Сам Сэхунн прикрыться не пробовал даже — много там одной рукой прикроешь, когда вторая плетью безжизненной висит?
— А меч есть куда привязывать, — конями заржали юнаки вокруг Сороки, тыча пальцами в сторону Сэхунна. — Знатный сучок. К такому меч привяжи — одним взмахом десяток и уложишь.
Сэхунн прямо чуял, как на скулах у него розовые пятна загораются и расплываются безобразно по щекам от неловкости.
— Вот вся сила туда и ушла, — буркнул Сорока.
— Зато ум остался где надо, — прогудел Турин и жестом велел детским раздать вычерненные рубахи да портки. — Вздевайте вот. Босыми пойдёте. Палки и рогулины на месте дадут.

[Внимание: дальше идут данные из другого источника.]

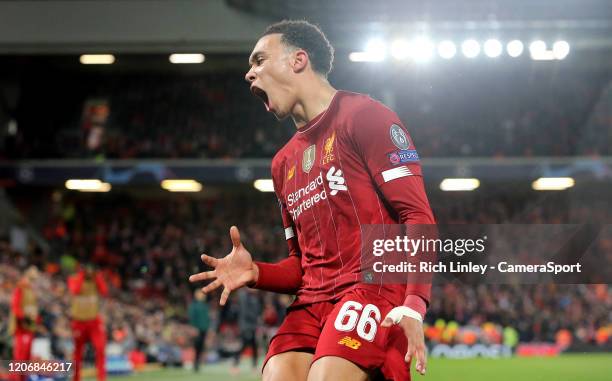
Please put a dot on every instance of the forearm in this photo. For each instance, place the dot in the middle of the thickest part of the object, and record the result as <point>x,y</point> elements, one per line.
<point>415,213</point>
<point>284,277</point>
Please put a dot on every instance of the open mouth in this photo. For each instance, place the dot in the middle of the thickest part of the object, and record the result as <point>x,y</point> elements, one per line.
<point>261,95</point>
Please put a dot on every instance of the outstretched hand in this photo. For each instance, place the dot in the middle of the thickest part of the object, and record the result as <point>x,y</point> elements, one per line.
<point>233,271</point>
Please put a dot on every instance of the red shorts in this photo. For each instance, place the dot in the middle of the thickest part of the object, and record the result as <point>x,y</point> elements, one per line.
<point>349,328</point>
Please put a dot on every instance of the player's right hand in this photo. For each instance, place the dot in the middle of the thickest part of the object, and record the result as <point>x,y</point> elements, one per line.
<point>233,271</point>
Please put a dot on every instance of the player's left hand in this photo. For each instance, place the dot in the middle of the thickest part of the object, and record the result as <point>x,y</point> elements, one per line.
<point>413,329</point>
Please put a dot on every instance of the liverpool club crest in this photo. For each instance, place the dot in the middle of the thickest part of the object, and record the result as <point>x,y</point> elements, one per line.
<point>308,158</point>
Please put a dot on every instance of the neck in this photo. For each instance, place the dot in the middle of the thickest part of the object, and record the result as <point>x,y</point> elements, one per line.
<point>315,98</point>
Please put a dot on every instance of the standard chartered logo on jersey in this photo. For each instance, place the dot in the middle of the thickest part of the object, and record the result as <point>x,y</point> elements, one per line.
<point>306,197</point>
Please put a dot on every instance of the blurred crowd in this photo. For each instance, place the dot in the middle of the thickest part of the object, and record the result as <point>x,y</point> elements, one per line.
<point>491,113</point>
<point>146,248</point>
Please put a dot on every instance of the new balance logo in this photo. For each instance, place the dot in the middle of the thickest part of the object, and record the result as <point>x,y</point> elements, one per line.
<point>350,342</point>
<point>336,181</point>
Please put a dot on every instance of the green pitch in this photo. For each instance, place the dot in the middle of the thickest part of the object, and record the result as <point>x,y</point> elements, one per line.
<point>574,367</point>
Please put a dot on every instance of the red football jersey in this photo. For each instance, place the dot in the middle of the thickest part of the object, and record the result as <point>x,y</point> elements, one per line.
<point>354,164</point>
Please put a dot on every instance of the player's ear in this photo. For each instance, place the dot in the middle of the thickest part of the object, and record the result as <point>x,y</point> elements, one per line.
<point>300,60</point>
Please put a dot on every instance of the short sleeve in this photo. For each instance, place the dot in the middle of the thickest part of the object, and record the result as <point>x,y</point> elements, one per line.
<point>384,144</point>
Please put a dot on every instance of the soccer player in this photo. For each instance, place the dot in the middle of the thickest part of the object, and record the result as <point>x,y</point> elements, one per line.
<point>24,317</point>
<point>86,288</point>
<point>351,162</point>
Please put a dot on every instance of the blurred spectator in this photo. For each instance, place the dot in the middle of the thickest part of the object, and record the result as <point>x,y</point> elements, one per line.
<point>199,318</point>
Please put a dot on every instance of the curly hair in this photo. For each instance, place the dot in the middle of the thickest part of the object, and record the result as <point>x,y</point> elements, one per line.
<point>303,35</point>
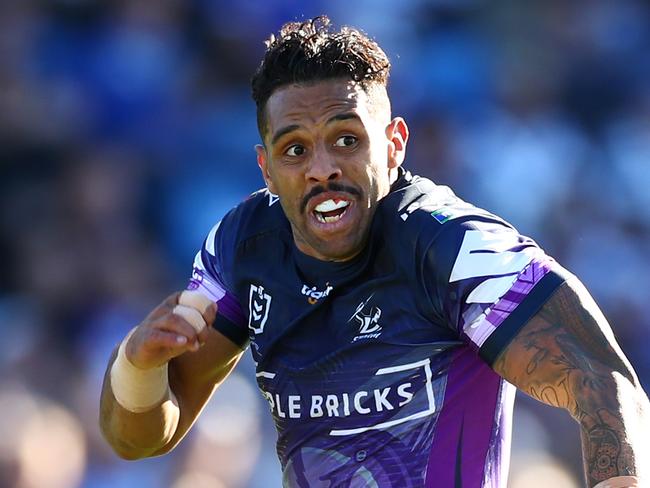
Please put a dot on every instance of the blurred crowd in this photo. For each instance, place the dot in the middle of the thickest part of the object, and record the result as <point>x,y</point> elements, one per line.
<point>127,130</point>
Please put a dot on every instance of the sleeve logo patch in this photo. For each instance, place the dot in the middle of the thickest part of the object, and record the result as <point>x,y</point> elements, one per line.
<point>442,215</point>
<point>259,303</point>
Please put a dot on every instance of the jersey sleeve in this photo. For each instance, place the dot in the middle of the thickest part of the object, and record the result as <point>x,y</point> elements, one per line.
<point>486,281</point>
<point>210,275</point>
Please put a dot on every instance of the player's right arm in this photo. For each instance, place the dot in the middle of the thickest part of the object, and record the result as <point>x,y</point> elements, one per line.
<point>176,371</point>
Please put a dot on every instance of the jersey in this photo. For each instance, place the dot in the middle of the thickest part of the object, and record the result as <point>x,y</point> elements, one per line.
<point>377,370</point>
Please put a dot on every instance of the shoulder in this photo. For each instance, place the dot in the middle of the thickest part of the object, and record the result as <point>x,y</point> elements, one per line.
<point>420,216</point>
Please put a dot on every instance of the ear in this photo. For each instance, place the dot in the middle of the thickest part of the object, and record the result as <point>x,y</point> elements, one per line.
<point>263,163</point>
<point>397,133</point>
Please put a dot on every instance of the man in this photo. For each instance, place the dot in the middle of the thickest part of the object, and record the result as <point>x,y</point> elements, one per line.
<point>388,319</point>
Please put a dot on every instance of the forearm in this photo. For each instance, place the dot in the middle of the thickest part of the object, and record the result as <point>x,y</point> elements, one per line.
<point>615,433</point>
<point>566,356</point>
<point>136,435</point>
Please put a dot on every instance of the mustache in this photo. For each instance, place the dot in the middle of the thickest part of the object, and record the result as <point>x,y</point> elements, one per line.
<point>317,190</point>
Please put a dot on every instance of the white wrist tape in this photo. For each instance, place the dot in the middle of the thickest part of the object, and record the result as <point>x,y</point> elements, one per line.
<point>195,299</point>
<point>191,315</point>
<point>619,482</point>
<point>137,390</point>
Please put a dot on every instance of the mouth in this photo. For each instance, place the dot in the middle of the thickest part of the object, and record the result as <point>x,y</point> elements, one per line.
<point>329,210</point>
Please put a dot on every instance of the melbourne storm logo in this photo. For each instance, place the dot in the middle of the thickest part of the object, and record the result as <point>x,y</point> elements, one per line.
<point>259,303</point>
<point>367,318</point>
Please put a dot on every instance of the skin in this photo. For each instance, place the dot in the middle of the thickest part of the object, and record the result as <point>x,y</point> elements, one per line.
<point>329,140</point>
<point>334,140</point>
<point>198,364</point>
<point>566,356</point>
<point>352,151</point>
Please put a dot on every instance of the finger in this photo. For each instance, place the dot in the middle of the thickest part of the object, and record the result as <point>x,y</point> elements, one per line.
<point>195,299</point>
<point>200,302</point>
<point>179,325</point>
<point>164,307</point>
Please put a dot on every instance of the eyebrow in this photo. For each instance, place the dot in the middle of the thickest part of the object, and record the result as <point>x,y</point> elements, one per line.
<point>336,118</point>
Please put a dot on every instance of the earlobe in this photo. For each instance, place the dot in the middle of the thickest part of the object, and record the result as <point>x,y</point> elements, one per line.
<point>397,133</point>
<point>262,162</point>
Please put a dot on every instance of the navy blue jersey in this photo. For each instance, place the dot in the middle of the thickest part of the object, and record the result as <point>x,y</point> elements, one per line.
<point>377,370</point>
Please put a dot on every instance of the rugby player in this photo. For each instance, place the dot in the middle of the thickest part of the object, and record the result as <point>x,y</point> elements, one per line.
<point>389,320</point>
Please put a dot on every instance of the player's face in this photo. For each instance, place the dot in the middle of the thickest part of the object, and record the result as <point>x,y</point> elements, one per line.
<point>331,153</point>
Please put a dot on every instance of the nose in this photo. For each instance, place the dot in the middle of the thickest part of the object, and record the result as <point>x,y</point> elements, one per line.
<point>323,167</point>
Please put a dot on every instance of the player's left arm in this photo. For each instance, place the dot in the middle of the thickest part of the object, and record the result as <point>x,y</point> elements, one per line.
<point>566,356</point>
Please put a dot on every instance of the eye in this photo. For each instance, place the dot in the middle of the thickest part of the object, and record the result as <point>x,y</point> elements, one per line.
<point>346,141</point>
<point>295,150</point>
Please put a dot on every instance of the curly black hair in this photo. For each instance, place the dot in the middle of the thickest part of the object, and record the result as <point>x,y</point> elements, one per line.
<point>310,51</point>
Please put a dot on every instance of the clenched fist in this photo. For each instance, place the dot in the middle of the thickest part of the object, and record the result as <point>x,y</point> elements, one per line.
<point>176,326</point>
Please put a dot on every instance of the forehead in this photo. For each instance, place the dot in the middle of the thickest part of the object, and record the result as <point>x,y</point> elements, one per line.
<point>315,103</point>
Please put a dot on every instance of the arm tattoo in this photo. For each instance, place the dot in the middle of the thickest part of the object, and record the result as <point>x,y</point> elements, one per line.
<point>566,356</point>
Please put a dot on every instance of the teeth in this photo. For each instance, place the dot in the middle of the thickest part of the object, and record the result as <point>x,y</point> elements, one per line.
<point>328,220</point>
<point>329,205</point>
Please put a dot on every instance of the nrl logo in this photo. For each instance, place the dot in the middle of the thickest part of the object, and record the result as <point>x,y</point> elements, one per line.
<point>368,322</point>
<point>259,303</point>
<point>313,295</point>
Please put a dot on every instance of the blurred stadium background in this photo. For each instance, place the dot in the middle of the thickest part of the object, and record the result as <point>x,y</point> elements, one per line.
<point>127,129</point>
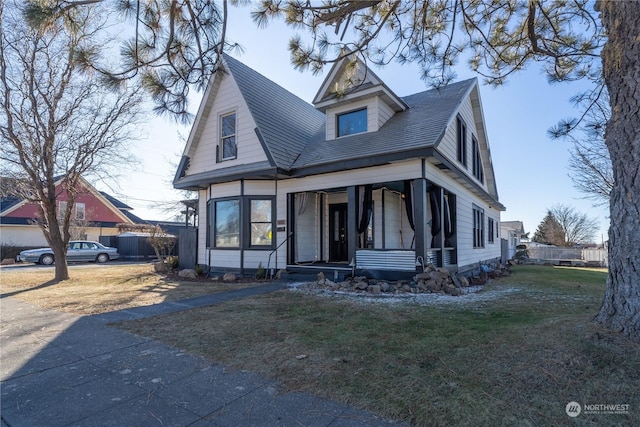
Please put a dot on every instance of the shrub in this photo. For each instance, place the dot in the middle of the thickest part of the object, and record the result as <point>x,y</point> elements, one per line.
<point>9,250</point>
<point>172,262</point>
<point>261,274</point>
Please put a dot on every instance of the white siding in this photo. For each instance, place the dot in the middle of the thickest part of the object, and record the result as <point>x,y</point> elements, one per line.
<point>203,197</point>
<point>449,144</point>
<point>467,254</point>
<point>398,233</point>
<point>203,152</point>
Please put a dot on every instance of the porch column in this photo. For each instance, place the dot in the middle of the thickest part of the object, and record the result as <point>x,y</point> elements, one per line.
<point>291,228</point>
<point>352,221</point>
<point>420,217</point>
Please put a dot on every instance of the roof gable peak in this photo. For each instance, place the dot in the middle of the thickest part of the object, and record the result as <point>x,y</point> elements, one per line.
<point>350,79</point>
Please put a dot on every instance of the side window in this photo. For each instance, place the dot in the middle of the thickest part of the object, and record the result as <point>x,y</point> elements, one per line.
<point>228,144</point>
<point>478,170</point>
<point>462,141</point>
<point>478,227</point>
<point>80,212</point>
<point>227,223</point>
<point>241,223</point>
<point>490,230</point>
<point>260,226</point>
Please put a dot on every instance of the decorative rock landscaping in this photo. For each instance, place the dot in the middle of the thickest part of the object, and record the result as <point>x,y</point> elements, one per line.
<point>433,280</point>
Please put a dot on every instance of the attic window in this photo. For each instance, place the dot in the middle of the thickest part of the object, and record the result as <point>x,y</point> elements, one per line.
<point>461,130</point>
<point>352,122</point>
<point>228,147</point>
<point>478,171</point>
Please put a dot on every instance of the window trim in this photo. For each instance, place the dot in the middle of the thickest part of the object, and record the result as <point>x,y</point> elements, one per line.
<point>491,226</point>
<point>84,212</point>
<point>344,113</point>
<point>244,213</point>
<point>222,138</point>
<point>478,169</point>
<point>214,237</point>
<point>461,139</point>
<point>478,227</point>
<point>249,222</point>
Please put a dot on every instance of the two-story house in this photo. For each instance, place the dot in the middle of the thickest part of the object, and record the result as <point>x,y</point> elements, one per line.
<point>361,181</point>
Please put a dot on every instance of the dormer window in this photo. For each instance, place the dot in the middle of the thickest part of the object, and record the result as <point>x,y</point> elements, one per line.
<point>351,122</point>
<point>228,147</point>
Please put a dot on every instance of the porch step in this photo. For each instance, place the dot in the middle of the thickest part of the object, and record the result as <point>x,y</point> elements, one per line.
<point>309,273</point>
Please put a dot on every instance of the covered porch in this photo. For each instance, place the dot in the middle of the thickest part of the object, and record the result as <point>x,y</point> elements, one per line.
<point>378,229</point>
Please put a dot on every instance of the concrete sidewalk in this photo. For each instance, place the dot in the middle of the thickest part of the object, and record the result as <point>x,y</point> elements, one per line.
<point>58,369</point>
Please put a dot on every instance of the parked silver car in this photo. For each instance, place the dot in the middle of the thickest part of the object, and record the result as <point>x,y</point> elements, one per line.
<point>79,250</point>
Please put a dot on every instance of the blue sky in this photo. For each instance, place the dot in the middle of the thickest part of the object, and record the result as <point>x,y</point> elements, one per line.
<point>531,169</point>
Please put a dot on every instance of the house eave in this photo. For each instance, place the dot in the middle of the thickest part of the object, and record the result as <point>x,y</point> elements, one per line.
<point>260,171</point>
<point>442,163</point>
<point>361,162</point>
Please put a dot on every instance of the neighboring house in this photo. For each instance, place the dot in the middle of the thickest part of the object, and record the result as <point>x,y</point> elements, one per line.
<point>513,232</point>
<point>361,179</point>
<point>95,214</point>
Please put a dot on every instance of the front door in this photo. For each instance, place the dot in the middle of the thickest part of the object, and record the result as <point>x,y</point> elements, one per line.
<point>338,233</point>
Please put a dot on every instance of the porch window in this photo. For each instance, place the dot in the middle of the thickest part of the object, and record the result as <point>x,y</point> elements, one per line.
<point>478,227</point>
<point>241,223</point>
<point>261,223</point>
<point>62,208</point>
<point>352,122</point>
<point>491,230</point>
<point>461,130</point>
<point>80,212</point>
<point>228,147</point>
<point>227,223</point>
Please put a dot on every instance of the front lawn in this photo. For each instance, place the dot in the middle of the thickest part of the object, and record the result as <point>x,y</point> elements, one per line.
<point>95,289</point>
<point>517,358</point>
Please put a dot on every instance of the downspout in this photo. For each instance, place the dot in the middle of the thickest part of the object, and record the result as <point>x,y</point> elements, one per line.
<point>241,227</point>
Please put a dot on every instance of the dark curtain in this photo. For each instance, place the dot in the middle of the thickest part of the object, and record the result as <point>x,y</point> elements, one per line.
<point>408,202</point>
<point>434,199</point>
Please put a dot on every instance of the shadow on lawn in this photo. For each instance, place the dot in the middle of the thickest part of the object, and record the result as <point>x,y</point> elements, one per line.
<point>20,291</point>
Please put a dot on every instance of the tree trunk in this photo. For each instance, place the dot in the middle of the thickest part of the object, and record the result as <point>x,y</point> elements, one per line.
<point>57,242</point>
<point>620,309</point>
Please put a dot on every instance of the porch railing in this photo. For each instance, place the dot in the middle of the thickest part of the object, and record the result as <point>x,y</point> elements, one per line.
<point>398,260</point>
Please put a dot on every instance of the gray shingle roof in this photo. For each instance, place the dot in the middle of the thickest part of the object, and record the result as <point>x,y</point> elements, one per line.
<point>285,122</point>
<point>293,131</point>
<point>422,125</point>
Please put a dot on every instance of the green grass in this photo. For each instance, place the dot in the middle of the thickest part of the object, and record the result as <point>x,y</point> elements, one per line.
<point>515,359</point>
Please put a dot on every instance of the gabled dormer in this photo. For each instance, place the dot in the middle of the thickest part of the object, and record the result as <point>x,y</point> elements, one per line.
<point>355,100</point>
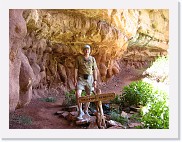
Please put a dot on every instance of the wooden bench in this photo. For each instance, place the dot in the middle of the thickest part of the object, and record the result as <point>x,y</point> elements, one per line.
<point>98,98</point>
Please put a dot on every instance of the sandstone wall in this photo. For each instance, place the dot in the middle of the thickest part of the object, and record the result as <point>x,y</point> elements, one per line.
<point>45,43</point>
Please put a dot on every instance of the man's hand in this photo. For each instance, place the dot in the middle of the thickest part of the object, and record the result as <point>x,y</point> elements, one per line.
<point>95,84</point>
<point>75,83</point>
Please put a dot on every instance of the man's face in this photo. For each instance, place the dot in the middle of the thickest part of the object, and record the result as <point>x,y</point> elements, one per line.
<point>86,51</point>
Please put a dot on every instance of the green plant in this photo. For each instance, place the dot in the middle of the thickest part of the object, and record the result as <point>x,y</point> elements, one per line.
<point>159,70</point>
<point>137,93</point>
<point>117,100</point>
<point>156,113</point>
<point>22,119</point>
<point>48,99</point>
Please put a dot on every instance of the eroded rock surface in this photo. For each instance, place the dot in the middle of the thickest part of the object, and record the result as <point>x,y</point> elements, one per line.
<point>50,40</point>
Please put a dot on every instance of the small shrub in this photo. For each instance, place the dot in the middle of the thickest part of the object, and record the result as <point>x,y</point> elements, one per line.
<point>155,114</point>
<point>159,70</point>
<point>117,100</point>
<point>137,93</point>
<point>117,117</point>
<point>25,120</point>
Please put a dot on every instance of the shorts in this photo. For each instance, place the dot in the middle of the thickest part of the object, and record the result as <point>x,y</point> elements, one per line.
<point>85,84</point>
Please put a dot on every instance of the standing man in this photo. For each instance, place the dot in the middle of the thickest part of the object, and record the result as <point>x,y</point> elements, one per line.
<point>85,77</point>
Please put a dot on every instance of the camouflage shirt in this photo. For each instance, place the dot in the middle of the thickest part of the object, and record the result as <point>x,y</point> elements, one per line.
<point>85,66</point>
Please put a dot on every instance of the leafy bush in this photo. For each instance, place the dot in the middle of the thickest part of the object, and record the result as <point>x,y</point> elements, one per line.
<point>22,119</point>
<point>117,117</point>
<point>156,113</point>
<point>159,70</point>
<point>117,100</point>
<point>48,99</point>
<point>137,93</point>
<point>155,110</point>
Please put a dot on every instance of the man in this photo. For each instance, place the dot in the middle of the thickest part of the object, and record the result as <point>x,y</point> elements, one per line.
<point>85,77</point>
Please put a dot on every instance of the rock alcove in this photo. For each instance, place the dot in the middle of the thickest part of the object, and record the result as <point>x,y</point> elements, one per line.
<point>44,44</point>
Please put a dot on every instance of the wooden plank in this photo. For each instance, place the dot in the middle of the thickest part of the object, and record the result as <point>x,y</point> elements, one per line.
<point>95,98</point>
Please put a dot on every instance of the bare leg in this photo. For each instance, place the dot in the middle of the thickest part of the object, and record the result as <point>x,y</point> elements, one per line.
<point>87,106</point>
<point>78,94</point>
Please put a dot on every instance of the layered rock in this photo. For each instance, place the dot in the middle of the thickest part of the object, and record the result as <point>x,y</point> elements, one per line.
<point>51,40</point>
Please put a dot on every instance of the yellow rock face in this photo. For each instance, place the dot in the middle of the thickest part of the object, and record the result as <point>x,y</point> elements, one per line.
<point>55,37</point>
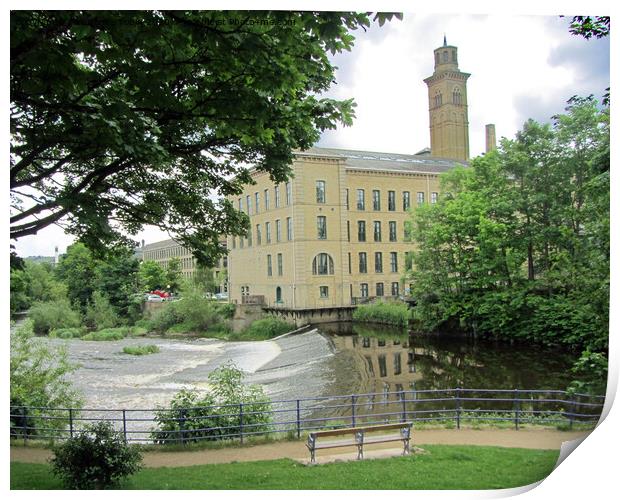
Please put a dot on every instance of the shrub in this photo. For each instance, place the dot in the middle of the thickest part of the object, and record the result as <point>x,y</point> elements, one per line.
<point>266,328</point>
<point>109,334</point>
<point>51,315</point>
<point>97,458</point>
<point>391,313</point>
<point>214,415</point>
<point>99,313</point>
<point>141,350</point>
<point>67,333</point>
<point>38,379</point>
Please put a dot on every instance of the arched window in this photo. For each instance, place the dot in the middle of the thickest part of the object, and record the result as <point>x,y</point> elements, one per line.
<point>438,99</point>
<point>456,96</point>
<point>323,264</point>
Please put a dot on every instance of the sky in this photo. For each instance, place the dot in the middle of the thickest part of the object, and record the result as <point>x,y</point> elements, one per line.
<point>521,66</point>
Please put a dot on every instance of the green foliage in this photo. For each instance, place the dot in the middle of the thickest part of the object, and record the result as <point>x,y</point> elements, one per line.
<point>97,458</point>
<point>118,333</point>
<point>52,315</point>
<point>215,414</point>
<point>518,245</point>
<point>264,329</point>
<point>141,350</point>
<point>67,333</point>
<point>143,131</point>
<point>591,374</point>
<point>99,313</point>
<point>38,379</point>
<point>77,269</point>
<point>194,313</point>
<point>152,276</point>
<point>391,313</point>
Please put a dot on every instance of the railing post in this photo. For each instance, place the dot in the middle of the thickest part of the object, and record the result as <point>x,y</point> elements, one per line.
<point>458,408</point>
<point>241,422</point>
<point>124,426</point>
<point>298,421</point>
<point>517,408</point>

Гинтас скорее всех влез в одёжу и принялся помогать Сэхунну, что дольше прочих копался одной рукой. После они затопали босыми пятками за Турином следом.
Турин вывел их к берегу реки, свернул направо, к востоку, да повёл прибрежной тропой аж за стены крепости. Сквозь кусты погонял без жалости, по росе пустил колко-холодной и звеняще-чистой, а когда солнце рассветным подолом вызолотило всё вокруг и располосовало бледными тенями, Турин вывел их к поросшей густой травкой лужайке. В тени у деревьев там сидели и лежали венды из хирда воеводы, облачённые в такие же смурные тряпки, а поодаль кучей свалили деревянное оружие рядом с забелённой бочкой.
— Разлеглись, — фыркнул в усы Турин и метнул на воинов грозный взгляд — те тут же с травки вскочили и посунулись к оружию. Один выдавал оружие в руки, а другой шуровал ударными концами в бочке, откуда деревянные поделки изникали уже изгвазданными в белом.
Юнаки и воины-чужаки мялись сначала в сторонке, а потом стали по одному подходить — получали оружие и озирались на Турина. Турин живо жестами указал, чтобы проходящие испытание кучковались на западной половине лужайки, а проверяющие воины — на восточной.